Entre los innumerables encantos de la rutina, está cuando se rompe y si es por la lluvia, mejor que mejor

Se fue la luz en el IES, como una hoja arrastrada por el viento de la borrasca “Karlota”. Ya se fue otras veces con la lluvia, pero era por la mañana y entonces la luz natural, gris perlada, amortiguaba la sorpresa. Sólo había que renunciar a las pizarras digitales y a los vídeos y volver a las viejas: pizarra, tiza, voz… El paraíso para nuestra admirada Catherine L’Ecuyer. Esta vez era distinto, porque la luz se fue cuando se fue el sol, al unísono, en horario de tarde.

Entre los alumnos no cundió la melancolía, sino una brillante explosión de gozo. Yo no me quedé atrás, aunque me fui muy atrás.

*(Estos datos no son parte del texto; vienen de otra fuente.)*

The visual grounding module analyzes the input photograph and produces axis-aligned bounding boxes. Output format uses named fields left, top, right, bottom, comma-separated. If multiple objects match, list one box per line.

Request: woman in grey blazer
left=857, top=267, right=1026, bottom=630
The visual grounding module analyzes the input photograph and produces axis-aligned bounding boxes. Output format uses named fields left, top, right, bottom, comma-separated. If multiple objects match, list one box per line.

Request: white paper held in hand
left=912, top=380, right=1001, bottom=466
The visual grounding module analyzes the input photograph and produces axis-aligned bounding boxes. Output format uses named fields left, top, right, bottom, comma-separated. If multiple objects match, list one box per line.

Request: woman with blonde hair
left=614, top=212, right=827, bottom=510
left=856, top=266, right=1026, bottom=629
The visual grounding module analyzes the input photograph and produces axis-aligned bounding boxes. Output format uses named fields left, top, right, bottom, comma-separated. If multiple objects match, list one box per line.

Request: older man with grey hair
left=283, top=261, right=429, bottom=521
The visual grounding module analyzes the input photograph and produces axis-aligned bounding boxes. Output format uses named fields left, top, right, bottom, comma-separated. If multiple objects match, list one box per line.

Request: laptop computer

Entré en un túnel de tiempo que me llevó a los apagones lluviosos de mi infancia y, a la vez, al jolgorio de mi colegio cuando en el comedor a alguno se le caía la bandeja y todo el mundo rompía a aplaudir a lo bestia, menos el abochornado protagonista, y los profesores.

En mi IES, además, no había ni un alumno culpable y los profesores estábamos tranquilos porque en el horario de tarde prácticamente todos son mayores de edad. Que disfrutaban como niños. Saltaban en la oscuridad, chapoteando sobre el charco de sombra. Vitoreaban a la inestable red eléctrica. Coreaban eslóganes conservadores, pues clamaban su deseo de volver –aprovechando la circunstancia– al hogar. Unos que tenían un examen exigían dieces a mansalva, oé, oé.

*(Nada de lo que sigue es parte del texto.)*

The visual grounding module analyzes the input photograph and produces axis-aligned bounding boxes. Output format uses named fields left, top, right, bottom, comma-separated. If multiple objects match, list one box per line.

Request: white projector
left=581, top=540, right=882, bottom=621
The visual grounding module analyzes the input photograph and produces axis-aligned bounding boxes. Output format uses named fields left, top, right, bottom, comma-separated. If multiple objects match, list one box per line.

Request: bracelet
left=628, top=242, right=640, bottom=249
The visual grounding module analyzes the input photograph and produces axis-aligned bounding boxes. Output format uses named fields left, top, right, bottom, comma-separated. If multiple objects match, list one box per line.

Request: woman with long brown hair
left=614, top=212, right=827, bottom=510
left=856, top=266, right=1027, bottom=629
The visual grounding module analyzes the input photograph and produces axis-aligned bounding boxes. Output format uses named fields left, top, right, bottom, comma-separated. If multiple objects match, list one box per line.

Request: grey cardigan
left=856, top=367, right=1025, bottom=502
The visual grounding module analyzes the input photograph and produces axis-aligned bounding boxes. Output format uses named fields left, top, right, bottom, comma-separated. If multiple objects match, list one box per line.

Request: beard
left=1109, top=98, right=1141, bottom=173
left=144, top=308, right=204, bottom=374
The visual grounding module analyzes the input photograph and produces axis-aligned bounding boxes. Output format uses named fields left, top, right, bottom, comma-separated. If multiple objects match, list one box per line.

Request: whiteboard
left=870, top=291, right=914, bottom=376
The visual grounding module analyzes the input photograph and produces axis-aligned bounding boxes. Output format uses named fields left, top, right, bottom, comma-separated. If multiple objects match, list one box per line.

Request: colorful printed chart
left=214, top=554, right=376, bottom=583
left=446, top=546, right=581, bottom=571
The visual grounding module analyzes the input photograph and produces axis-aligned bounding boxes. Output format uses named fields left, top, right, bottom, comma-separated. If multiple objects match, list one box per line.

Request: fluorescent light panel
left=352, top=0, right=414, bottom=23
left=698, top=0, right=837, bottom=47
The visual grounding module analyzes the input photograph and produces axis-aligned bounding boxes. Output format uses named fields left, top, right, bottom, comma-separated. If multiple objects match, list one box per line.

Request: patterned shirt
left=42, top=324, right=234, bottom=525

Yo sólo echaba de menos las velas temblorosas de los apagones de mi infancia, pero confieso –lo siento, Catherine– que las linternitas de los móviles no hacían mal papel. Unas alumnas improvisaron una procesión de ánimas e iban por el pasillo con las cabezas cubiertas y musitando “Ave María”. El claroscuro –como supieron Georges La Tour, y Jiménez Lozano– convoca a la trascendencia. El inmenso instituto industrial, con la oscuridad, había adquirido un catedralicio aire gótico.

En cuarenta minutos, ay, volvió la luz. Me quedaba el tiempo justo de clase para sacar las conclusiones pedagógicas de esta inesperada sesión práctica. Hoy hemos aprendido, dije a mis alumnos que entrecerraban los ojos porque aún no se acostumbraban a tanta luz de los tubos fluorescentes– que un inconveniente o un contratiempo, correctamente considerado, es una aventura. Lo había dicho Chesterton y lo hemos comprobado como en un experimento. Y una aventura que no se toma con buen humor es una avería o una tragedia, esto es, un desperdicio. Que la luz de esta idea os ilumine siempre.